When this story came to mind, and I pulled the manuscript I wrote about my sister Donna from the unpublished book graveyard and decided to rewrite it. Some stories never grow old and like memories, they become sweeter with time.  It will be a while before this story makes it to market, but for now, please join me as I stroll down memory land and tell of this fun adventure.

Donna got a job the minute she turned sixteen, and the job she got was one of a roller-skating car hop at the Stewart’s Root Beer Stand on Route 17. She wore white shorts and whizzed back and forth balancing trays of root beer mugs, burgers and fries. Did I mention that these were short shorts? Very short shorts! Donna made more money in tips than the Branch Manager of the local bank…and by now you can guess what she did with all that money…yep, bought a car.  Not just a car, but a serious Chick car, a two-tone Chevy, that was sleek, shiny and sexy. It was a car that got attention – everybody’s attention!

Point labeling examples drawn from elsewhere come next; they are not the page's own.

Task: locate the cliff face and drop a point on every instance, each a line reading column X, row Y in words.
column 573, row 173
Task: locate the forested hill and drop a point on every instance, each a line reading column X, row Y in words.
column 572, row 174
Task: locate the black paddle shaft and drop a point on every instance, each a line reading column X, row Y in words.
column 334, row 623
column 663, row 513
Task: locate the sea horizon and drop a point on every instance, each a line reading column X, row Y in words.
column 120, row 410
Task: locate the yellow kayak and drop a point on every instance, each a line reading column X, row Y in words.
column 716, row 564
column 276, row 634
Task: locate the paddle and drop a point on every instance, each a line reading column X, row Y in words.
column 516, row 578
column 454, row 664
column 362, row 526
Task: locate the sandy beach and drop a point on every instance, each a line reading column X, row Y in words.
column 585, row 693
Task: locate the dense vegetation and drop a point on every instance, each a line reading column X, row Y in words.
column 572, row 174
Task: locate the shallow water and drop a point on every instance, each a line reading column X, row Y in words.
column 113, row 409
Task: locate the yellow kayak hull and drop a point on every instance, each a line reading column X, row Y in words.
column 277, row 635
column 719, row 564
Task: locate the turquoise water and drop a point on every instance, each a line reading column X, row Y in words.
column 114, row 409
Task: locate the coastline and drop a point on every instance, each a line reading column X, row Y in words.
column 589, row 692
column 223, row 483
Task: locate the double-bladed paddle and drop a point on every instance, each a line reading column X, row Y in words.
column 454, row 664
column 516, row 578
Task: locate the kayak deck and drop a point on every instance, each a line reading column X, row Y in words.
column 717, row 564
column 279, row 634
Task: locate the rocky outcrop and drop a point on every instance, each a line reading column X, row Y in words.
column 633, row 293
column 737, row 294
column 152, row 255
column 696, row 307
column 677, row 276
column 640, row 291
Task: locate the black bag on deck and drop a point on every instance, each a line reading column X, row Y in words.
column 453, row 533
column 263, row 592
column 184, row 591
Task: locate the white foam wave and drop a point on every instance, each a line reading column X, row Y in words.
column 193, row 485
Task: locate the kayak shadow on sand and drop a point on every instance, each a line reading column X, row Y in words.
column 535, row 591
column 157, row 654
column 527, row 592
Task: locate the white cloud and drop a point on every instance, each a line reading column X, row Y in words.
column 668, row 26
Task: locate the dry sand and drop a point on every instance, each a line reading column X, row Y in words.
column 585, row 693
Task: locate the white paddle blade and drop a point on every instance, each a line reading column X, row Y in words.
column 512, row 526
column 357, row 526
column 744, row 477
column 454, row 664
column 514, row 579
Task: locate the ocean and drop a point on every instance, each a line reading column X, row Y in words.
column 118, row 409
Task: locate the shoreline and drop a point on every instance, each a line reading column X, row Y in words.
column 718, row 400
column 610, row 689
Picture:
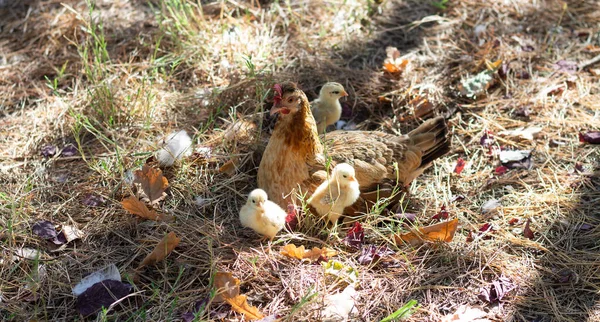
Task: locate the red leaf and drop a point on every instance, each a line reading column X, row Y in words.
column 460, row 165
column 527, row 232
column 442, row 215
column 486, row 139
column 355, row 236
column 500, row 170
column 292, row 218
column 592, row 137
column 496, row 291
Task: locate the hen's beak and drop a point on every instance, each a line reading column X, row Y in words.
column 277, row 109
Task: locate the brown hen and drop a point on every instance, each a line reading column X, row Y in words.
column 295, row 160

This is the sister I have to live with. Donna doesn't just look great in short shorts; she’s got plenty of pocket money and drives one of the hottest cars in town.

Then Donna got married. It’s tough to pinpoint exactly when and where things changed, but at the time we decided to drive to Western Pennsylvania for a visit with our parents, she was behind the wheel of a Volkswagen Beetle. A car with seats that felt as if they were made of cast iron; a car that chortled, choked, spit and sputtered before it finally came to life.  The coolest chick in town was now driving a rattletrap on the verge of death.  Instead of chrome edged skirts and a rocket-blast muffler, this car came with two kids in the back seat. But then who was I to complain, I was a city girl and didn’t even own a car. (No one in Manhattan owned a car, not because you couldn’t afford the car, but because you couldn’t afford the parking.) Anyway, I jump in and off we go…me, Donna, an assortment of tote bags, Little Charlie, her 4 year old son and Debbie who was two at the time.

“I thought maybe you’d leave the kids with Charlie,” I said, referring to Donna’s husband.

“Are you kidding?” she answered, “What makes you think he’d watch them?”

It was a rhetorical question, because I already knew the answer…Charlie was an egotistical idiot who had a nose the size of a state, but saw himself as a heartthrob. On weekends he was the guitarist in a group who played gigs in third rate clubs with low end budgets. I’ve learned, and unfortunately so did Donna, that a few brain-dead groupies actually did see ‘Durante-Nose' as a star. In addition to the nose and ego which were comparable in size, Charlie was also crabby and short tempered with the kids…but enough about him, let’s get back to the trip.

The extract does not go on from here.